The most impressive aspect of the DB5 Goldfinger isn’t the Bond-inspired gadgetry, however, but the car itself. It’s just a shame that such a fastidiously crafted recreation of one of Aston’s most iconic cars won’t ever grace the road, given its modifications from fiction. We’ll have to see if Aston Martin’s new ‘M’, former AMG boss Tobias Moers, thinks that’s something that could change in the future.
Aston Martin DB5 Goldfinger review
This isn’t a toy, this is a proper DB5. Every part is new using modern materials, but it feels 100 per cent authentic and drives much in the same way as the original – so it responds beautifully to violence.
Open the taps and it comes alive, assaulting all your senses. The roar of the engine; the smell of everything getting hot; the whines; the squeaks; the jiggly wing mirrors. We couldn’t stop smiling, and the Aston PR man couldn’t keep up. That’s not to say the DB5 is faster than a modern hot hatch, because it’s not. Handling? You’ll be wearing that drive-thru coffee within 100 yards. But that’s part of its charm. We love it because there are no electronic driving aids. We love it because it’s got a beautifully mechanical gearbox and a big, skinny steering wheel. We love it because it’s so dinky that anyone taller than a jockey is too big for it. You soon forget the car’s value when bombing down a soggy B-road. Especially when it rolls on crossply Avon tyres.

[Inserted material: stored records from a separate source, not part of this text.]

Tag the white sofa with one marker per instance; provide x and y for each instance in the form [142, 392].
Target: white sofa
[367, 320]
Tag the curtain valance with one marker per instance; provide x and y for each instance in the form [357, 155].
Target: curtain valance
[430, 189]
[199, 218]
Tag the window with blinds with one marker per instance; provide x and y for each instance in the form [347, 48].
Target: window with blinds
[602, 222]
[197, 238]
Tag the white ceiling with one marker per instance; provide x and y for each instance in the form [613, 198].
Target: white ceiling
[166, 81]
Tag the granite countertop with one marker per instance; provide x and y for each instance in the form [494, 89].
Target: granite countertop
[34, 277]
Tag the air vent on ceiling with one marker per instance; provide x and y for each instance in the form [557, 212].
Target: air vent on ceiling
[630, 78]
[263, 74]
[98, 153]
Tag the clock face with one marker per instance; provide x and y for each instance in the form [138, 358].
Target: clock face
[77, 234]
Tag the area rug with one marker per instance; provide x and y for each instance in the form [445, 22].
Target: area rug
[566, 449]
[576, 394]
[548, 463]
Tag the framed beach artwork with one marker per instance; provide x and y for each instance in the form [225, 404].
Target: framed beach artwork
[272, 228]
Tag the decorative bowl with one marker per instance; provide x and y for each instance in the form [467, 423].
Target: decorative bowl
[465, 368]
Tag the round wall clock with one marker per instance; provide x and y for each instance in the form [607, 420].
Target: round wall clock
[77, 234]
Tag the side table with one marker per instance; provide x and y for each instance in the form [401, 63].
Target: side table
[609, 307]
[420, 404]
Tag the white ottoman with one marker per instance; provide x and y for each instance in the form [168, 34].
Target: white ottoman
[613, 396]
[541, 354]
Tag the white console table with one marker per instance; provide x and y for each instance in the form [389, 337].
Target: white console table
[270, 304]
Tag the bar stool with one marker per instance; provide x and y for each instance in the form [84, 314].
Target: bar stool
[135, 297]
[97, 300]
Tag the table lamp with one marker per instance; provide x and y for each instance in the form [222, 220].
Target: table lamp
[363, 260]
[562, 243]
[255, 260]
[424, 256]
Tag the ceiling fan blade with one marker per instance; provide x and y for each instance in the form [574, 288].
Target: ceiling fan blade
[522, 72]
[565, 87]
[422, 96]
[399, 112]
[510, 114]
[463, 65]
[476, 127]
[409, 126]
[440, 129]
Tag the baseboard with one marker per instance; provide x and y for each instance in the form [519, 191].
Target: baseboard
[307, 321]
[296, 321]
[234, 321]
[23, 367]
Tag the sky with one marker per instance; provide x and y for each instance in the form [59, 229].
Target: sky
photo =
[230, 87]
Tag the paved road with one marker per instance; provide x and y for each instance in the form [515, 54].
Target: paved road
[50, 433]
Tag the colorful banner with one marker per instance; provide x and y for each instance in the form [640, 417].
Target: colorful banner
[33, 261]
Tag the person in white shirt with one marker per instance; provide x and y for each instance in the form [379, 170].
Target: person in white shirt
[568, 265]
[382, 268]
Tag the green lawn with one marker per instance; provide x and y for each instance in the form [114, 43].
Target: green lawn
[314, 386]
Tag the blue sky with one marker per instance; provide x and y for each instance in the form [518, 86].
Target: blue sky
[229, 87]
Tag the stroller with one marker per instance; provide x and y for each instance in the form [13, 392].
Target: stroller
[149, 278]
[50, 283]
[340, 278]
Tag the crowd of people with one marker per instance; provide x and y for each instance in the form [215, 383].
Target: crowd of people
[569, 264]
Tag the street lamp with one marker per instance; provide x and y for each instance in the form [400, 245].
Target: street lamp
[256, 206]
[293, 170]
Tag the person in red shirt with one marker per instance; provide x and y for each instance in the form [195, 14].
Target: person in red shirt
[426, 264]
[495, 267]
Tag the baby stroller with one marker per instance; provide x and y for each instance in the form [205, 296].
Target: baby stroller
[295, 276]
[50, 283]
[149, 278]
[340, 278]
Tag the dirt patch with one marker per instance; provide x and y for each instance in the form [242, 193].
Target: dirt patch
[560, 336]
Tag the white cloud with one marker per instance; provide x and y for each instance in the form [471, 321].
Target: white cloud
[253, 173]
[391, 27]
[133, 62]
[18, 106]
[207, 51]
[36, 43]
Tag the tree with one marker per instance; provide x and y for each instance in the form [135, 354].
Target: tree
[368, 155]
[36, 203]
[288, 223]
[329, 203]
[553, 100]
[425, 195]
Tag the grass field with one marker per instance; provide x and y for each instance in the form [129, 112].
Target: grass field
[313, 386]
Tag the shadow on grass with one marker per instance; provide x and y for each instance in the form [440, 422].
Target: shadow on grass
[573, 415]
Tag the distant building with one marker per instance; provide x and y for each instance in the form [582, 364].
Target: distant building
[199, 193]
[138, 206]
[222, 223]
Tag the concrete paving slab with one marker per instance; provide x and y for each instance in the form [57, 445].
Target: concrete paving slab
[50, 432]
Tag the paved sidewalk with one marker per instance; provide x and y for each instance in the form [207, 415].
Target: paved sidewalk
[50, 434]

In some ways, a DB5 is like a Spitfire. The better the pilot you are the more you get out of it, unlike a Eurofighter, where a computer does almost everything for the pilot. We should perhaps spell out that we drove a road-legal development car, but we might have accidentally flipped up the gearknob and fired the simulated twin machine guns while driving. Purely by mistake. The 25 lucky people who buy a Goldfinger DB5 won’t be able to use their car on the public highway, and that’s a shame for them, you, us and everyone else who has loved the DB5 since it first appeared on the silver screen.